Even the prince, paradoxical as were his outlooks as a rule, was taken aback. Who could have imagined such words in the mouth of a revolutionary? Everyone was now alert in the discussion, while Scherer endeavoured to exculpate himself by saying:
"And why not? So long as a man does not forget the dream of his own practical endeavour, what matters it if his nights are dreamless? Day cannot kill a dream which night has not created!"
"Wilhelm," cried Diana cheerfully, "confirmed dreamer that you are, there's hope for you yet! Even now you may become a man of action!" Her eyes met Franklin's as she spoke, and she realized that though he too was striving towards practical achievements, he had no wish to be exiled from the realm of dreams. She smiled at him across the table.
"You're laughing at me," protested Scherer.
"I am merely laughing at the principles of those who can tolerate fulfilment only when it is in harmony with their own peculiar nature."
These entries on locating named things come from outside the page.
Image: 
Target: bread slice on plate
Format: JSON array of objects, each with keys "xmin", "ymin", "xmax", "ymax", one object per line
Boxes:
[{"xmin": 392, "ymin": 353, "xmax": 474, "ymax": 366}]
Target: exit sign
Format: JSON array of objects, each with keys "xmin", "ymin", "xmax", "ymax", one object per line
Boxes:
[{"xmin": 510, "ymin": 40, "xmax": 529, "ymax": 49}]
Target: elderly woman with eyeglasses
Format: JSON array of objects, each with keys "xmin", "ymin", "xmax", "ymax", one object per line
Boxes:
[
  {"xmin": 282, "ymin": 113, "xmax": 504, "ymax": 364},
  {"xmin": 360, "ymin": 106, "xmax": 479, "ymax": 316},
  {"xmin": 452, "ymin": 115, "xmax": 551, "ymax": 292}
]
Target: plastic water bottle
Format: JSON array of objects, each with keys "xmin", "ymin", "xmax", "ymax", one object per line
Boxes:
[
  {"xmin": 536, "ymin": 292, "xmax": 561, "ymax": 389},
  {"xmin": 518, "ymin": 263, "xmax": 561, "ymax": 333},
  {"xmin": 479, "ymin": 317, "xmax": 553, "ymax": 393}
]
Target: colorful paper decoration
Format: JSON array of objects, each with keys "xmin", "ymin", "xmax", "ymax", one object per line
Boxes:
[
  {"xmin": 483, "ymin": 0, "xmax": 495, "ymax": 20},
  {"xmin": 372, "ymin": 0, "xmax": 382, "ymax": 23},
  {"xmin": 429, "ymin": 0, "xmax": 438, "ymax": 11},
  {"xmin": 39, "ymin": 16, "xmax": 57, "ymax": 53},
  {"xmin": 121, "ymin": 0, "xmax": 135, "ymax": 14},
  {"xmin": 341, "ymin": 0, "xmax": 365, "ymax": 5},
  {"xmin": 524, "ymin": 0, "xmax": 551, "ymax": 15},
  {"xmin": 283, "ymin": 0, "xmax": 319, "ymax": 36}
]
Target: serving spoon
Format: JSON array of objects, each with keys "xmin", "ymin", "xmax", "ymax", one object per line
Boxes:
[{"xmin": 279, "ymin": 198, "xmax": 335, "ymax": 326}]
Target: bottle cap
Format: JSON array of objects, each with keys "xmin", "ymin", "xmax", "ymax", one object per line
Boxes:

The prince, silent himself, became aware that between Diana and the four other men, a series of epigrams was in course of construction. He seemed to perceive the thoughts like living sparks glowing in mid air, when the Russian intervened:
"Fulfilment? There's no such thing so far as rationalists are concerned, and as for us others it would only serve to hinder our activities. Unless one can die at the very moment of fulfilment, it were better never to have been born at all. He who, while dreaming, acts, is even more dangerous than he who could create in response to his dream. In this matter, likewise, I am all in favour of a partition of powers."
Franklin, hardly admitting even to himself how much he disliked the Russian, followed what Sergievitch said as in a dream, barely conscious of the meaning of the words. Before him he saw a man, handsome and young, with hair, complexion, and eyes so clear as to gainsay the sombre spirit which pervaded Kyril's whole inner being. Surely, thought Franklin, this man must be instinct with devotion, imagination, and at the same time so completely master of himself that he gives his fancy rein only to a circumscribed extent, never allowing it to get out of control. He sought to probe the young Russian's heart.
Precisely because he did not understand Kyril as well as Franklin did, Wilhelm liked the Russian. After a while he asked innocently:
"Do you mind telling me what partition of powers means?"
"Alternative spells of freedom and unfreedom," explained Scherer.
"Not bad, so long as you don't take the words in a political sense," commented Kyril. "All the same there's a certain danger...."
"Everything seems to harbour dangers for you this morning," said the prince politely. "And yet the sky is blue and cloudless, and there is no wind to ruffle the waters." He glanced over at Diana to see if she would not give the signal to rise. But she remained seated.
Scherer said softly: "Give me the man who, wide-awake, controls his deeds!"
"And I love the deed which is moulded on the anvil of a dream," put in Franklin.
All were silent for a time. Then Diana, turning to the prince, asked with a smile:
"What have you to say to this?"
"I? Oh, I am honestly fonder of the people themselves than of the people's leaders or of their works, though I would not renounce laurel or other crowns. But I know that such thoughts are quite out of date!"
He looked squarely at Diana as he finished, thus making it clear to her that he wished her to give the signal which should put an end to the meal. He wanted to withdraw, to be free, for he had revealed a tiny corner of his heart and felt profoundly moved at what he had done. In his embarrassment he turned away, and did not observe Kyril's blue eyes, more pure, more innocent than ever, fixed upon him appreciatively. The people! That word, falling from the lips of so paradoxical a creature as the prince, spoken so simply, nonplussed the revolutionary and yet gave him premonitions of a future understanding.
Diana, as she rose, avoided the eyes of both men, seeking Scherer's steady gaze. But instead, she encountered Wilhelm's boyish eyes, puzzled, perplexed, and she heard him mutter to himself:
"What on earth are they all talking about? I haven't understood a word!"
And he slipped through the glass door in her wake.